Updated on 2024-10-09 GMT+08:00

SET/RESET

Function

This command is used to dynamically add, update, display, or reset the CarbonData properties without restarting the driver.

Syntax

  • Add or Update parameter value:

    SET parameter_name=parameter_value

    This command is used to add or update the value of parameter_name.

  • Display property value:

    SET parameter_name

    This command is used to display the value of parameter_name.

  • Display session parameter:

    SET

    This command is used to display all supported session parameters.

  • Display session parameters along with usage details:

    SET -v

    This command is used to display all supported session parameters and their usage details.
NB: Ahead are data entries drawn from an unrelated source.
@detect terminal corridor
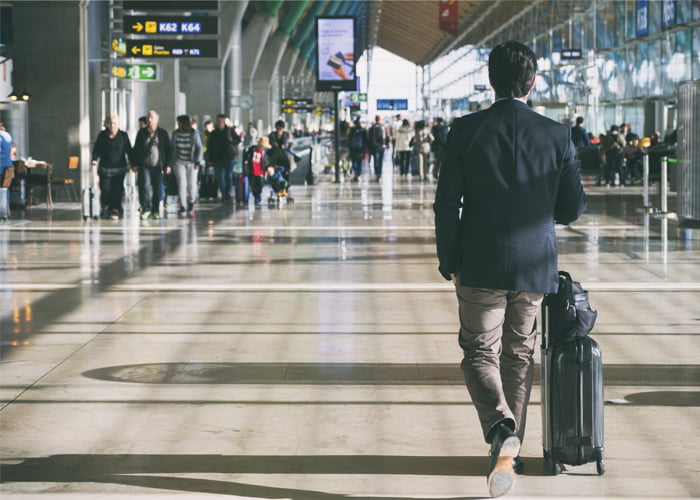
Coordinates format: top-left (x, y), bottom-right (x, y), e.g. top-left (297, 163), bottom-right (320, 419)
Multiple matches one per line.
top-left (1, 175), bottom-right (699, 499)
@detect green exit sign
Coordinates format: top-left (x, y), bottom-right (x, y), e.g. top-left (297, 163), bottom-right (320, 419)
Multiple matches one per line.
top-left (349, 92), bottom-right (367, 103)
top-left (112, 63), bottom-right (160, 81)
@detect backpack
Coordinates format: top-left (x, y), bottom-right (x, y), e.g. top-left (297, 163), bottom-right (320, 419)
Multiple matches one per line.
top-left (349, 129), bottom-right (364, 152)
top-left (545, 271), bottom-right (597, 343)
top-left (370, 124), bottom-right (385, 148)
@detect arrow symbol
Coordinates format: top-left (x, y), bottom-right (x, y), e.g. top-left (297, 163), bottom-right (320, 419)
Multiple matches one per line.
top-left (133, 22), bottom-right (143, 32)
top-left (131, 46), bottom-right (141, 55)
top-left (142, 67), bottom-right (155, 77)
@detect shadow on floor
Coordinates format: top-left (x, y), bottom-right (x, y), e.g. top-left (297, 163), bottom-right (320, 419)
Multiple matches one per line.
top-left (0, 453), bottom-right (543, 498)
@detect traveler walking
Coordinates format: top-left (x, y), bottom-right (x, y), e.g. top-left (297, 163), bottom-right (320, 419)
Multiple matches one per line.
top-left (243, 136), bottom-right (270, 206)
top-left (434, 41), bottom-right (587, 497)
top-left (244, 122), bottom-right (259, 149)
top-left (207, 114), bottom-right (240, 201)
top-left (412, 120), bottom-right (433, 180)
top-left (430, 117), bottom-right (449, 179)
top-left (132, 110), bottom-right (171, 220)
top-left (91, 115), bottom-right (132, 219)
top-left (601, 124), bottom-right (626, 186)
top-left (394, 118), bottom-right (413, 178)
top-left (571, 116), bottom-right (590, 149)
top-left (171, 114), bottom-right (204, 217)
top-left (347, 118), bottom-right (368, 181)
top-left (368, 115), bottom-right (390, 181)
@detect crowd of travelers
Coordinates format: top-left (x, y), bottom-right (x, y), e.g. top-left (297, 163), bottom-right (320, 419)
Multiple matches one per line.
top-left (570, 116), bottom-right (676, 187)
top-left (340, 114), bottom-right (449, 183)
top-left (89, 111), bottom-right (299, 220)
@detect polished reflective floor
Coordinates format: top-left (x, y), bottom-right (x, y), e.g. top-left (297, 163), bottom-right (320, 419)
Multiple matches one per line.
top-left (1, 167), bottom-right (699, 499)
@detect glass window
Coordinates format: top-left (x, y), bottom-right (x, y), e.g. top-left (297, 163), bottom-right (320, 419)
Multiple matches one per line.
top-left (648, 40), bottom-right (663, 95)
top-left (692, 27), bottom-right (700, 79)
top-left (596, 2), bottom-right (615, 49)
top-left (625, 0), bottom-right (637, 40)
top-left (648, 0), bottom-right (661, 35)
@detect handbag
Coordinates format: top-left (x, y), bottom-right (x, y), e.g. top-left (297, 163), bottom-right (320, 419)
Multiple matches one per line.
top-left (545, 271), bottom-right (597, 343)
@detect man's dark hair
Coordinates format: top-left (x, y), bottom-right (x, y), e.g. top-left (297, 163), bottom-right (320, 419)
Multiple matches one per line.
top-left (275, 120), bottom-right (285, 129)
top-left (576, 116), bottom-right (584, 125)
top-left (488, 41), bottom-right (537, 99)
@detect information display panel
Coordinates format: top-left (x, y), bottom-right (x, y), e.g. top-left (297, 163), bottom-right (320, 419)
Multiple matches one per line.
top-left (315, 17), bottom-right (357, 92)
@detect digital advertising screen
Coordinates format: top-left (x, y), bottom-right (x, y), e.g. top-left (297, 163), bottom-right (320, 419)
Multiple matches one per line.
top-left (315, 17), bottom-right (357, 92)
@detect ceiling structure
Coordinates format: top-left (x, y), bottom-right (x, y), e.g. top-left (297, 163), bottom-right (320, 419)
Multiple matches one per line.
top-left (240, 0), bottom-right (563, 69)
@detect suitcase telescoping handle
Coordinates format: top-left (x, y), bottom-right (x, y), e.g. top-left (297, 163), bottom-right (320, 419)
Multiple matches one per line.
top-left (541, 299), bottom-right (550, 351)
  • Reset parameter value:

    RESET

    This command is used to clear all session parameters.

Parameter Description

Table 1 SET parameters

Parameter

Description

parameter_name

Name of the parameter whose value needs to be dynamically added, updated, or displayed

parameter_value

New value of parameter_name to be set

Precautions

The following table lists the properties which you can set or clear using the SET or RESET command.

Table 2 Properties

Property

Description

carbon.options.bad.records.logger.enable

Whether to enable bad record logger.

carbon.options.bad.records.action

Operations on bad records, for example, force, redirect, fail, or ignore. For more information, see •Bad record handling.

carbon.options.is.empty.data.bad.record

Whether the empty data is considered as a bad record. For more information, see Bad record handling.

carbon.options.sort.scope

Scope of the sort during data loading.

carbon.options.bad.record.path

HDFS path where bad records are stored.

carbon.custom.block.distribution

Whether to enable Spark or CarbonData block distribution.

enable.unsafe.sort

Whether to use unsafe sort during data loading. Unsafe sort reduces the garbage collection during data loading, thereby achieving better performance.

carbon.si.lookup.partialstring

If this is set to TRUE, the secondary index uses the starts-with, ends-with, contains, and LIKE partition condition strings.

If this is set to FALSE, the secondary index uses only the starts-with partition condition string.

carbon.input.segments

Segment ID to be queried. This property allows you to query a specified segment of a specified table. CarbonScan reads data only from the specified segment ID.

Syntax:

carbon.input.segments. <database_name>. <table_name> = < list of segment ids >

If you want to query a specified segment in multi-thread mode, you can use CarbonSession.threadSet instead of the SET statement.

Syntax:

CarbonSession.threadSet ("carbon.input.segments. <database_name>. <table_name>","< list of segment ids >");

NOTE:

You are advised not to set this property in the carbon.properties file because all sessions contain the segment list unless session-level or thread-level overwriting occurs.

Examples

  • Add or Update:

    SET enable.unsafe.sort=true

  • Display property value:

    SET enable.unsafe.sort

  • Show the segment ID list, segment status, and other required details, and specify the segment list to be read:

    SHOW SEGMENTS FOR TABLE carbontable1;

    SET carbon.input.segments.db.carbontable1 = 1, 3, 9;

  • Query a specified segment in multi-thread mode:

    CarbonSession.threadSet ("carbon.input.segments.default.carbon_table_MulTI_THread", "1,3");

  • Use CarbonSession.threadSet to query segments in a multi-thread environment (Scala code is used as an example):
    def main(args: Array[String]) {
     Future {              CarbonSession.threadSet("carbon.input.segments.default.carbon_table_MulTI_THread", "1")
          spark.sql("select count(empno) from carbon_table_MulTI_THread").show()
        }
    }
  • Reset:

    RESET

System Response

  • You can view the success result in driver logs.
  • You can view the failure result on the UI.